Hello fellow ostomy people: I'm just 3 weeks post ileostomy and really having a difficult time adjusting to life with a bag. I had a failed j-pouch and now must learn to live with a bag. I'm very petite, 5'5" and 103 lbs. The bag feels so huge and ackward. I made a litte cloth sack to go over the bag but it still sticks out from my belly too much that I can't get my pants on. I feel so deformed and feeble. I wrestle with pain every day and the output from the stoma constantly burns my skin. I wear a 2 piece Hollister system, so maybe when I try a different system it will feel better. What tips and/or suggestions can anyone give who has experienced what I'm going through? How can I keep my skin protected so it doesn't itch around the tape and burn at the stoma? How can I get into my clothes? It hurts my stoma if I button/hook my pants closed. How can I get back in the swing of life? I'm so unmotivated to even get out of bed. And, yes my doc put me on anti-depressants because I'm traumatized over the whole situation. The one good thing I can say it that I no longer have pain all the time from my intestines being blocked and twisted up from strictures and a non-working j-pouch. I know the surgical pain will decrease over time and the stoma hole will shrink. Also, becuase I had a j-pouch my stoma's output is fairly thick and it's pretty well behaved. Thanks for any thoughts you have to share. I would not have made it this far if it wasn't for this great organization of people. This j-pouch group is the best out there!!
Catherine
aka MaggieCat
Issaquah, WA

My husband Paul had his ileostomy surgery in Jan. this year, for much of the same reasons as you- failed pouch, pain, meds not working, pouchitis, etc. He's doing really well; he's not home right now, so I figured I'd let you know what works for him. He uses Convatec SurFit Natura pouches; they're the 2-piece "tupperware" type. We have found that less is DEFINITELY more with the whole ostomy skin issue- just the "no-sting spray" and a little powder, and on it goes. No paste, seals, alcohol wipes to clean the skin.

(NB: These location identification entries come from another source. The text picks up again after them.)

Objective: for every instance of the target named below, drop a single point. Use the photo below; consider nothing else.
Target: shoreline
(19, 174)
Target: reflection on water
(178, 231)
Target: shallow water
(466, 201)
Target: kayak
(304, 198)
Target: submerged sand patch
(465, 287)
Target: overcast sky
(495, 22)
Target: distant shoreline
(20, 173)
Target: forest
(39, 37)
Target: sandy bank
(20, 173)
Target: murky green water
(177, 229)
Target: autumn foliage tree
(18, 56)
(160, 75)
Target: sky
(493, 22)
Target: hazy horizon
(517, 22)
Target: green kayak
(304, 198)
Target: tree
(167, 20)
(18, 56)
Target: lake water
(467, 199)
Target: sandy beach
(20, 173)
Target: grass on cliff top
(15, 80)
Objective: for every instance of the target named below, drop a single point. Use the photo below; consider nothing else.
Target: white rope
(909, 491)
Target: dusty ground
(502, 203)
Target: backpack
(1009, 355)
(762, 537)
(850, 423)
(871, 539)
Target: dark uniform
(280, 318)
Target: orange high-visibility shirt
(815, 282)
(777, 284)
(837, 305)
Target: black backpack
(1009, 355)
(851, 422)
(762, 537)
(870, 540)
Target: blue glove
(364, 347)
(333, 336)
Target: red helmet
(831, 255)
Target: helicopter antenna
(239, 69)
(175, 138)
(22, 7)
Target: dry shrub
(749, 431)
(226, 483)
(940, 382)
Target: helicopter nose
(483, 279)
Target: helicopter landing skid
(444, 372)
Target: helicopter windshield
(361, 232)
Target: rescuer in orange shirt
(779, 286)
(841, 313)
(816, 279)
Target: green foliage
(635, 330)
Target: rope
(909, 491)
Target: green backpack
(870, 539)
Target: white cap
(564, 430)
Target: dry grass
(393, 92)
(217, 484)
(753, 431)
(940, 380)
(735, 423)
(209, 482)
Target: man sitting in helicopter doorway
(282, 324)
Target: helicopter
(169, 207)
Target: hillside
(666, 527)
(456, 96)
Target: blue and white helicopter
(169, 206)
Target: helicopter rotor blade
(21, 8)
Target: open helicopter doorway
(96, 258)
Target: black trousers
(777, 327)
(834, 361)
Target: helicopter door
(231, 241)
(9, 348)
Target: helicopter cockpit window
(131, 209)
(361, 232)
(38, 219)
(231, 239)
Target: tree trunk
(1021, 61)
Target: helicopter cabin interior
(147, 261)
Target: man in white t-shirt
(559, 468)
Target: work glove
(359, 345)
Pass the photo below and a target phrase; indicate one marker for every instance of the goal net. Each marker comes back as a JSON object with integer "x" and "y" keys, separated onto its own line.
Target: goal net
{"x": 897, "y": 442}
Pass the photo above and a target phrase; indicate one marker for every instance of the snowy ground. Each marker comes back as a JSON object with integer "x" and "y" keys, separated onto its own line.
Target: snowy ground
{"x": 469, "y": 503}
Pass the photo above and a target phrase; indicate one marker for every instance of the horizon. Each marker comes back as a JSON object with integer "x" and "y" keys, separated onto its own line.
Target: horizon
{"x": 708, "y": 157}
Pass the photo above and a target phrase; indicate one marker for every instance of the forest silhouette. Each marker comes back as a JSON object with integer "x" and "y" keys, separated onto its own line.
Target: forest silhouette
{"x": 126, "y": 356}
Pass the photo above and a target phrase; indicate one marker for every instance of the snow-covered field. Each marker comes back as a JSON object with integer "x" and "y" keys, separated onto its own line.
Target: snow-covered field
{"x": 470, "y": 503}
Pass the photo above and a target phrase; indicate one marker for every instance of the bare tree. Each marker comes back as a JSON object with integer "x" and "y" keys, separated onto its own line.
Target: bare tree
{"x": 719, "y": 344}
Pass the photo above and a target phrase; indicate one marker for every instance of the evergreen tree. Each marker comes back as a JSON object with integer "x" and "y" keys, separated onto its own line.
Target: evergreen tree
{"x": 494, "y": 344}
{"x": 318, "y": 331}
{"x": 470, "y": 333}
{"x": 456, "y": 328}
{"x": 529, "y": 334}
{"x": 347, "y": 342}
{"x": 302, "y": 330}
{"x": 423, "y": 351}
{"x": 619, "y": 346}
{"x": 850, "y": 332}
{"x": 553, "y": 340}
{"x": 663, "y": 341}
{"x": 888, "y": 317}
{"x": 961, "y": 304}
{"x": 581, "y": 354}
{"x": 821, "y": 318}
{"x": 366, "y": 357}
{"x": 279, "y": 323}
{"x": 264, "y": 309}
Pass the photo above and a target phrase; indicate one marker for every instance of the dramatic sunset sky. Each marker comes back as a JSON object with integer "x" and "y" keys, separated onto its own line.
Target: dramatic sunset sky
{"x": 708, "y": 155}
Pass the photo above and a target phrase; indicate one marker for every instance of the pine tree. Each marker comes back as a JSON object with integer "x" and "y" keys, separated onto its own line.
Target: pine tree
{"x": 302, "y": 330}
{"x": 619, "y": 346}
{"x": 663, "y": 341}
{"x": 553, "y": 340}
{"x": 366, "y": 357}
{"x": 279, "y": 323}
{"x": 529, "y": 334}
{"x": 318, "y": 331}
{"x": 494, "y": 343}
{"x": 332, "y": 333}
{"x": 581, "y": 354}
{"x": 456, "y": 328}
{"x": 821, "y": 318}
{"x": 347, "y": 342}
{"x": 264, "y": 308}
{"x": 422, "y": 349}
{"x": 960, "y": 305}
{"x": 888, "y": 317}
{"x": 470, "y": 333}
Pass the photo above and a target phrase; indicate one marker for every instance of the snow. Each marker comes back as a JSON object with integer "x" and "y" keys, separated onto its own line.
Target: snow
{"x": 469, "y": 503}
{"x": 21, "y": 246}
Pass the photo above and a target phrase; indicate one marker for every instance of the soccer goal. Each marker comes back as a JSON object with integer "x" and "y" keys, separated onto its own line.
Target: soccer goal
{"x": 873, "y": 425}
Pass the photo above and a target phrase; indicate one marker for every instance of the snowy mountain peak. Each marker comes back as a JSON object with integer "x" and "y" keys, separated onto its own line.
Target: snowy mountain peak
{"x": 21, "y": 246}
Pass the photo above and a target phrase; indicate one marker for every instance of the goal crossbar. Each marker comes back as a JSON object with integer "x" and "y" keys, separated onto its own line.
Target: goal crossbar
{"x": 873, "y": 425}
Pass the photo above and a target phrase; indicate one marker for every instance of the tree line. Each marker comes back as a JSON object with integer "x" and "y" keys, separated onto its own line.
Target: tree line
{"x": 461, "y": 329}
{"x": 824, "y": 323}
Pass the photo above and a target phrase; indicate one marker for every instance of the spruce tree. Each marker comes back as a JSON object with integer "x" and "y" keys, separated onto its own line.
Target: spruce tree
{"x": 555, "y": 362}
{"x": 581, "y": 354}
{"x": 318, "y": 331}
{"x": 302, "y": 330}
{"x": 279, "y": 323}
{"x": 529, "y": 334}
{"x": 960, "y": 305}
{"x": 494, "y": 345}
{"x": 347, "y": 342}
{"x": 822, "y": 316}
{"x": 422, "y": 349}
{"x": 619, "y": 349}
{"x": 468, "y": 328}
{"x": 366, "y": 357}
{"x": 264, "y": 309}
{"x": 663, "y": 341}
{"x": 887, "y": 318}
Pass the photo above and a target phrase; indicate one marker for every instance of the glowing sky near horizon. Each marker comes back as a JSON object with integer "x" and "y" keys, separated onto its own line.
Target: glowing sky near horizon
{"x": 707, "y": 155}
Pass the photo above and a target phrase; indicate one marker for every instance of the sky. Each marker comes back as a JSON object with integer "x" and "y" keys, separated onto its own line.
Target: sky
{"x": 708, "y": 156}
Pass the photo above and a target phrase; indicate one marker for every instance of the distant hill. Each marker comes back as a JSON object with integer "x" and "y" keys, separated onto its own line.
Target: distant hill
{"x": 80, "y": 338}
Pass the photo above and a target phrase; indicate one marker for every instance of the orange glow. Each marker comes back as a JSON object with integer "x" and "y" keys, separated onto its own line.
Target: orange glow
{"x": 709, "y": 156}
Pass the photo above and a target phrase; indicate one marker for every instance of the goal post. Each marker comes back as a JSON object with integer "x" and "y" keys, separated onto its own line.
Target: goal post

Just warm water and a little soap. One thing he does that seems to make a huge difference in the excoriated skin is squirting very warm water up into the bag EVERY time he empties it out. It keeps the stool off the stoma area at each emptying, and has made the skin heal tremendously.
The pants closing issue gets better with time; you still have a lot of fluid from surgery in there, pain, bloating, etc. We hope you feel better soon and somehow heal emotionally, too.
Paul & Betsy

First, try lots of different products. The manufacturers will all send you samples, and that helps. If the skin is irritated around the tape, you might want to go to the ET nurse to make sure you're not allergic to the tape. There are many products without tape. 3M no-sting Nexicare liquid bandage spray protects the skin, helps adhere the pouch, and should reduce the itching.

You might want to try a smaller bag. I like to wear 10” bags, though I’m wearing 11” bags for the time being because of some medical problems. Try the cut-to-fit kinds, as that lets you cut the wafer to the shape of your stoma. I always cut mine pretty close to my stoma. Also, paste or an Eakin seal/adapt barrier ring can protect the skin. Finally, if the hospital sent you home with clear stuff, get some opaque pouches.

When you ask for samples, ask for a carrying case. I have one that a manufacturer sent me, and I use it every day. I always carry a spare of everything with me, though I’ve only had to use it twice.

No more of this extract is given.